On the flip side, it’s somehow easier to get people to attend scheduled meetings.

  • jjjalljs@ttrpg.network
    37·
    3 days ago

    Running games has definitely helped me run meetings.

    • Establish turn order.
    • let people finish their thought instead of immediately following some dumbass tangent
    • take notes
    • phase@lemmy.8th.world
      23·
      3 days ago

      In my domain (IT, with On-Call), there’s a practice called “Wheel of Misfortunes” or “Game hour”. This is in fact a short TTRPG session to simulate incident. This works very well. I am a paid DM 1h per week for my colleagues :)

      • kvadd@lemmy.world
        6·
        3 days ago

        I would love to hear more about this if you can go in to more details?

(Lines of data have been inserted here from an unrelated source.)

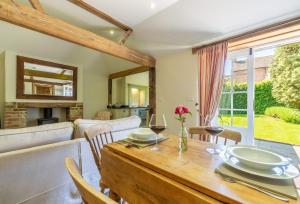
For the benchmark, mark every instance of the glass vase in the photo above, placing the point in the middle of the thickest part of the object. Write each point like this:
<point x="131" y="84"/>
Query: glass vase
<point x="183" y="136"/>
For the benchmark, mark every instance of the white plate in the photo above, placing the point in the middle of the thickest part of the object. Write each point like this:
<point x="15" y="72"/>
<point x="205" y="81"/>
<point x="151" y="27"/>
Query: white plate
<point x="151" y="138"/>
<point x="257" y="158"/>
<point x="282" y="172"/>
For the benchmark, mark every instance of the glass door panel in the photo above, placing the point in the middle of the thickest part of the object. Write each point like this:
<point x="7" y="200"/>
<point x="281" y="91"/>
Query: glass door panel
<point x="236" y="105"/>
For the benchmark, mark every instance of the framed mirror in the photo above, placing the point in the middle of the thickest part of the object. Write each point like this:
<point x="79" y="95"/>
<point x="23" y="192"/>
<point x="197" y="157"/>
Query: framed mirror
<point x="38" y="79"/>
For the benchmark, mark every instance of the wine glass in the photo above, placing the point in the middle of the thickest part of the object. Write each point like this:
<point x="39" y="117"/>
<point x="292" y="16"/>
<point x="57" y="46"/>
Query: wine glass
<point x="157" y="124"/>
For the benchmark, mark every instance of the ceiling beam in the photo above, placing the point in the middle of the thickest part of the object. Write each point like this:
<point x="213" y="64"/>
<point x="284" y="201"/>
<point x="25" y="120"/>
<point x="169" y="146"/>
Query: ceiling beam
<point x="34" y="73"/>
<point x="100" y="14"/>
<point x="127" y="72"/>
<point x="32" y="19"/>
<point x="37" y="5"/>
<point x="125" y="37"/>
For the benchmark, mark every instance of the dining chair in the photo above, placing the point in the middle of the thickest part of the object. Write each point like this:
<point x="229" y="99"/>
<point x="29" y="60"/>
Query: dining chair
<point x="226" y="134"/>
<point x="88" y="193"/>
<point x="97" y="136"/>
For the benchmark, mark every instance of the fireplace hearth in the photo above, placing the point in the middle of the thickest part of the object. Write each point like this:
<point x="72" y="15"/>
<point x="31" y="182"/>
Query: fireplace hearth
<point x="48" y="119"/>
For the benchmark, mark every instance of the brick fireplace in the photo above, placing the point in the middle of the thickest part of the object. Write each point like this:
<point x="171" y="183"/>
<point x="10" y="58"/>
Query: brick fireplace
<point x="15" y="113"/>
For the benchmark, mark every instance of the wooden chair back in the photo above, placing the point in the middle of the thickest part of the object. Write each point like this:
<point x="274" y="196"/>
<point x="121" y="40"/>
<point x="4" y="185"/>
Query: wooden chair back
<point x="97" y="136"/>
<point x="88" y="193"/>
<point x="226" y="134"/>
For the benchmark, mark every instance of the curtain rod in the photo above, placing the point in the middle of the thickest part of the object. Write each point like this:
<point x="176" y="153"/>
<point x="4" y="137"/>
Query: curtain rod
<point x="255" y="32"/>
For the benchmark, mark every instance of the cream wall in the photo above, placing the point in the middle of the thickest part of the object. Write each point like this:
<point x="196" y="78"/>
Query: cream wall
<point x="2" y="86"/>
<point x="95" y="92"/>
<point x="176" y="83"/>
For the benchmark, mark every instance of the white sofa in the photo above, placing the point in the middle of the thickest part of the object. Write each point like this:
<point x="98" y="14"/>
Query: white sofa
<point x="32" y="169"/>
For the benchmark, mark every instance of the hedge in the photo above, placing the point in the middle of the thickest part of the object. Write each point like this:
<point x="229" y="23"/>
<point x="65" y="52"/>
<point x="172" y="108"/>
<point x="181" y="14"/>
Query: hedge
<point x="287" y="114"/>
<point x="263" y="97"/>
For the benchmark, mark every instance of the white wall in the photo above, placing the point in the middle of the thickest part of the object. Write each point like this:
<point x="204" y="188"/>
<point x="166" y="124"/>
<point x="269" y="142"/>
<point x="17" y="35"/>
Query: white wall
<point x="176" y="83"/>
<point x="2" y="86"/>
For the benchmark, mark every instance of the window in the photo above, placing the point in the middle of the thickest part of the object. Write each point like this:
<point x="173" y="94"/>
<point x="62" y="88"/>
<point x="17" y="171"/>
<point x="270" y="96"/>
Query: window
<point x="233" y="104"/>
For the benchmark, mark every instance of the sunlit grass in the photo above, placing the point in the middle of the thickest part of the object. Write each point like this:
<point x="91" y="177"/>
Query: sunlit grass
<point x="269" y="128"/>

      • ilinamorato@lemmy.world
        4·
        3 days ago

        Oh neat, our team does this but we call it “WTF Wednesday.” Usually the most senior engineer digs back into our incident log and tries to reproduce it in our dev environment, and we live-solve with him playing the role of the customer.

        • phase@lemmy.8th.worldEnglish
          2·
          3 days ago

          It is the same thing. In our case it’s not attached to the seniority. The person ending their shifts replays its incident when there has been one, with the person who is taking the pager after them. We are deeper in the infrastructure so we don’t have customers but we roleplay stakeholders (lead/head, principals, developer). My favorite is the person who has experienced something wrong but it is only this person and bad luck :P

          • ilinamorato@lemmy.world
            3·
            3 days ago

            Yeah, I think the goal is to eventually make it irrespective of seniority, but right now he’s the only one with 15+ years of institutional knowledge on the application, so he’s trying to pass on as much as he can to reduce our bus factor.